A final vote in November could also serve what could be a lame-duck Obama Administration in poking a victorious Romney in the eye. Rumor around the United Nations is that the acceptance of the Treaty was delayed in the first place to put off the acceptance of a document that would likely be controversial domestically until after the election. It’s highly probable that, should Romney take the White House, the US’s support for the concept of the ATT would be revoked once more. So it may be better to get something in November over certain rejection after January.

Would that really be for the best? A treaty adopted by two-thirds of the Assembly would likely not have the support of the major arms producers, save maybe Germany and France. And until enough states had ratified to put it into force, it would be just another piece of paper. Which isn’t to say that the enforcement mechanisms within the text were at all strong enough to bring violators in line; they most certainly are not. But the process would run far smoother when those actually producing the weapons being regulated are voluntarily cooperating with the laws surrounding them.

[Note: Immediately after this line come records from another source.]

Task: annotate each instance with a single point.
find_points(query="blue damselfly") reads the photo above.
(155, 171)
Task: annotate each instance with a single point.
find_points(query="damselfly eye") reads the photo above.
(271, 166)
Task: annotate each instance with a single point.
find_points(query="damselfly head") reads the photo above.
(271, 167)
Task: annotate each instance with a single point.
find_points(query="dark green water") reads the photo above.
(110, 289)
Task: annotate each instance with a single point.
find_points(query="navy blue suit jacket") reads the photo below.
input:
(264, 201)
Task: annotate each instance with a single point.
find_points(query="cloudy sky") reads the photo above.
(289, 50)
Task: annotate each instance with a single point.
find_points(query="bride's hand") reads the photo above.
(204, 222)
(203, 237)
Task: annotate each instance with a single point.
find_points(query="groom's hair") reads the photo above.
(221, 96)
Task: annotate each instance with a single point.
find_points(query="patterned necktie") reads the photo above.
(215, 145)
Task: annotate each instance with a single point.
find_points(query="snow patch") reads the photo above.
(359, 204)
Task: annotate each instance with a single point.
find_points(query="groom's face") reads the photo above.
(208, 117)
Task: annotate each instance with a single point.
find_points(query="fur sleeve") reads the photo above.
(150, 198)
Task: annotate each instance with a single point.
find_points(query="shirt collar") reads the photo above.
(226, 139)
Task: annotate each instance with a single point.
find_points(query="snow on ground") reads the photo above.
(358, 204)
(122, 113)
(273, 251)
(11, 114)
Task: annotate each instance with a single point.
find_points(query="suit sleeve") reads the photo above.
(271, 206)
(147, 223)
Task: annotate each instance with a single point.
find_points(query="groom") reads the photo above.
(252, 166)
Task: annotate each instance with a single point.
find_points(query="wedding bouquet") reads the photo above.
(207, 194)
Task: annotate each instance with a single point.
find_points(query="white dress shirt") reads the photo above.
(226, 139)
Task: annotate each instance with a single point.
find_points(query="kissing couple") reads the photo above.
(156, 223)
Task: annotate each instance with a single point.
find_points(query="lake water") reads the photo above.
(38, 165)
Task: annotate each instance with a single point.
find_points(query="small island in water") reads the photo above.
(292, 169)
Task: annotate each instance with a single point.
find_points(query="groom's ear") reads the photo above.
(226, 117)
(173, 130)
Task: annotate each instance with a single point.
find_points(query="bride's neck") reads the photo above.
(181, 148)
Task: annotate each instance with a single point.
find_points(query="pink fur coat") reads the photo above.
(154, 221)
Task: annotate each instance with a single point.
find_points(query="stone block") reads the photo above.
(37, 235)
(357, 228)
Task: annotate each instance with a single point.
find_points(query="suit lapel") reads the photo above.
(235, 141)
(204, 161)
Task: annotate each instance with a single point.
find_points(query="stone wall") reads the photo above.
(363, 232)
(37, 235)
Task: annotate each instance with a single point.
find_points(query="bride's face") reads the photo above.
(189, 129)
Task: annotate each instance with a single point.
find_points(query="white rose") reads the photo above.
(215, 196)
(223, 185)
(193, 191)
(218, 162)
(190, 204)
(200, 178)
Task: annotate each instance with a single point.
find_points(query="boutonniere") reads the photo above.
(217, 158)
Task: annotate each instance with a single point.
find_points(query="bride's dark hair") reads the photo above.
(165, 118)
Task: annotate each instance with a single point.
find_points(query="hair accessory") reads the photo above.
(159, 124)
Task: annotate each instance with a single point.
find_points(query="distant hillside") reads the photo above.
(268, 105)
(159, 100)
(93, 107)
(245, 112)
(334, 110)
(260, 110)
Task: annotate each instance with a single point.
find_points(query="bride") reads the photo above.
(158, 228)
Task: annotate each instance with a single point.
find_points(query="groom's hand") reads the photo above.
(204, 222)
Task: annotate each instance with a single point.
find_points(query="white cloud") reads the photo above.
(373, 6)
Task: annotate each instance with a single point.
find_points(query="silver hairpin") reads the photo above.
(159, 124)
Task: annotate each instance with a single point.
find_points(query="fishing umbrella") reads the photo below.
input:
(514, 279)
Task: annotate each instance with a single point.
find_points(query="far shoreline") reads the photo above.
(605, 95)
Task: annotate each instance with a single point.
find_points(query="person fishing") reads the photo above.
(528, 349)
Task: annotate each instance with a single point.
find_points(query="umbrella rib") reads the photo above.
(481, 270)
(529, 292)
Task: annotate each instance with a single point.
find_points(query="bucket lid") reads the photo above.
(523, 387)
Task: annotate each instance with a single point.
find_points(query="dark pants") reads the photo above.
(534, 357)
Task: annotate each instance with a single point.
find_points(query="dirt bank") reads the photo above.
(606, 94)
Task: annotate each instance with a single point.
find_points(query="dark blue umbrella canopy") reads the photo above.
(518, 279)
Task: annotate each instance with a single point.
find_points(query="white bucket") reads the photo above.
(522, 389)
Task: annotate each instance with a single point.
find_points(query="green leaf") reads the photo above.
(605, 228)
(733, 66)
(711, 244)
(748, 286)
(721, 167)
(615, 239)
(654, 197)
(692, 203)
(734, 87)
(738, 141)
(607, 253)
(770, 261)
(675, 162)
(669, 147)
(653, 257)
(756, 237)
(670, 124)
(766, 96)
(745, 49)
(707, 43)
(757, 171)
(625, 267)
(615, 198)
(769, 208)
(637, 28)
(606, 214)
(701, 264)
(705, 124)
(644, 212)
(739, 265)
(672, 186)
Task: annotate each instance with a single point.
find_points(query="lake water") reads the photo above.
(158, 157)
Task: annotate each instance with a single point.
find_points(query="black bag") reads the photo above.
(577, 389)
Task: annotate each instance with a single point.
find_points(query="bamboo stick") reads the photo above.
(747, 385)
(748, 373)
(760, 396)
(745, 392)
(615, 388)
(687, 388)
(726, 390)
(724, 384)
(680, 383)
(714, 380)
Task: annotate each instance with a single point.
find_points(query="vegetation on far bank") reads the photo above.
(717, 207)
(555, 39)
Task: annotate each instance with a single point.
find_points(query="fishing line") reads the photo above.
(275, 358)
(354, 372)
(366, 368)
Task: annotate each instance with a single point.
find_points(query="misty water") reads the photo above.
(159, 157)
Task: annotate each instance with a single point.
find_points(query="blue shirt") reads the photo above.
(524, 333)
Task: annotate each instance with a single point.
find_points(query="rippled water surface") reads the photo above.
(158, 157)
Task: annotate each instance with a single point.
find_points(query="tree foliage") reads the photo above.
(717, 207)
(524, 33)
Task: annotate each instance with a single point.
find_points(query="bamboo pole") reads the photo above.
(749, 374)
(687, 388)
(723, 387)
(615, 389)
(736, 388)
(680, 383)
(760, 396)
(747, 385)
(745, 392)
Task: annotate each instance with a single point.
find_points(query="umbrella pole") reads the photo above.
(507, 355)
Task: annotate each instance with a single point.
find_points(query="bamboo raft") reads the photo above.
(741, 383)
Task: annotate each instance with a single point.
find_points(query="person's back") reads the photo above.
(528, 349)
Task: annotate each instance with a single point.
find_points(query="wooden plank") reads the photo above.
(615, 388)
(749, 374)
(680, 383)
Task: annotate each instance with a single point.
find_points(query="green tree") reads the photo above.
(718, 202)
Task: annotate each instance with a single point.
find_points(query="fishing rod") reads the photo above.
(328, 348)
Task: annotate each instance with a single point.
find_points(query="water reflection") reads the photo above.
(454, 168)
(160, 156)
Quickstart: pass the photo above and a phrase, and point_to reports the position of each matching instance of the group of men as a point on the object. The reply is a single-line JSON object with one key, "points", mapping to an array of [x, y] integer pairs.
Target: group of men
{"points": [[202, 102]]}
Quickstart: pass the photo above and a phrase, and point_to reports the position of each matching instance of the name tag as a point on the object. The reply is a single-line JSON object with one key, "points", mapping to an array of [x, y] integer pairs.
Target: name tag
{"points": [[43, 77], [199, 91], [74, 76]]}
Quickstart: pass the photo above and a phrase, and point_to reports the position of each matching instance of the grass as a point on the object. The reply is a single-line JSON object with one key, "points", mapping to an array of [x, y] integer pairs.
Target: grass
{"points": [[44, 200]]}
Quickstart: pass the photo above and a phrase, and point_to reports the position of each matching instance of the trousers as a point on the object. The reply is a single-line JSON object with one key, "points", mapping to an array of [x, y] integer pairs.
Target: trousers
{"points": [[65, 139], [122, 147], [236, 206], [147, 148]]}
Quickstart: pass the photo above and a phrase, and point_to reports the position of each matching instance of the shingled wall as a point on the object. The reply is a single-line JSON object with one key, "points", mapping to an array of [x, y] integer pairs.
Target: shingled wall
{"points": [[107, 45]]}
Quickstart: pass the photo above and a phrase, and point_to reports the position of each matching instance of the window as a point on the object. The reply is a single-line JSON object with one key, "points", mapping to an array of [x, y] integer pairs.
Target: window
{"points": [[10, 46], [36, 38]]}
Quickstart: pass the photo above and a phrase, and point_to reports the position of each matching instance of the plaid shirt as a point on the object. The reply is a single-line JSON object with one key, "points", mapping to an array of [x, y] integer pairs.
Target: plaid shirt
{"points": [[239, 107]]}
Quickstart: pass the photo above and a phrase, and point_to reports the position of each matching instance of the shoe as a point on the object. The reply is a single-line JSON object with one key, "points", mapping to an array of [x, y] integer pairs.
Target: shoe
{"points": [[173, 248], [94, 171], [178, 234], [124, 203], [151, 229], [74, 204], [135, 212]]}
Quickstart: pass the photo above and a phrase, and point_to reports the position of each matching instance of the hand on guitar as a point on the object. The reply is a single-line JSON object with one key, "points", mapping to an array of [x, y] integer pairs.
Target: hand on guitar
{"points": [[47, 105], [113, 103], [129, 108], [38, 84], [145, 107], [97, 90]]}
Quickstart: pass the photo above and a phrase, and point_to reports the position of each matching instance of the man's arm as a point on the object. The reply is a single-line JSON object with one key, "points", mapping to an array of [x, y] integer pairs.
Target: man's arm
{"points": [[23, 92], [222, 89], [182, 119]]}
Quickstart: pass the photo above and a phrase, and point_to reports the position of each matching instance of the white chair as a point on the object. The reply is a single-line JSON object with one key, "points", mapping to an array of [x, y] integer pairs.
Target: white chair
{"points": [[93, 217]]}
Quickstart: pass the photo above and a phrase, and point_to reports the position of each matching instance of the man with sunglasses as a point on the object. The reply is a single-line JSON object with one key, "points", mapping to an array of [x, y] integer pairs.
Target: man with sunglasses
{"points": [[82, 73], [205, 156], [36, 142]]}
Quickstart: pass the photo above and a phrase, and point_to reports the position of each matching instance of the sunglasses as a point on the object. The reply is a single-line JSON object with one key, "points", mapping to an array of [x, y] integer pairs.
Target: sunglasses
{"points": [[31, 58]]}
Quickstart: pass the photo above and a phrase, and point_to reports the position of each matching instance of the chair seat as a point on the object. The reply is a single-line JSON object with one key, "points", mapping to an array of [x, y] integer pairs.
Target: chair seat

In any case, supporters of a stronger Arms Trade Treaty would be well served by accepting this delay and the US urging for a new round of negotiations. More time would allow supporters to draw on lessons learned from what was a very expensive lobbying effort. And now that there’s an initial text, it will be easier to determine what might discussed in a hypothetical ATT Conference II.

It’s also not guaranteed that a push to get the treaty through the General Assembly would work. Among the issues still to be resolved is whether or not ammunition would join Small Arms and Light Weapons and those systems included in the UN Register on Conventional Weapons under the purview of the Treaty. Western Europe and the African Union are an unlikely pair united on this front, and have been urging its inclusion since Day One – to the dismay of many other states.

Less core to the debate, but still notable, the Arab Group spent the last few hours of the conference pressing that the right to sell arms for groups seeking “self-determination” should be included. Israel was less than sold on this idea – and with good reason. The issue of who would be considered a legitimate buyer will come up again, regardless of where the treaty goes – and could potentially delay acceptance further.

For now, this is a lot of inside baseball on what has the potential to be a wide-reaching text, affecting many aspects of the estimated $60B annual arms trade. Both sides of the debate are regrouping in an attempt to sway the outcome more solidly in their favor, but neither Oxfam nor the NRA will actually be casting a vote in the GA Hall. In the end, it will be the States who decide whether the Treaty lives or dies.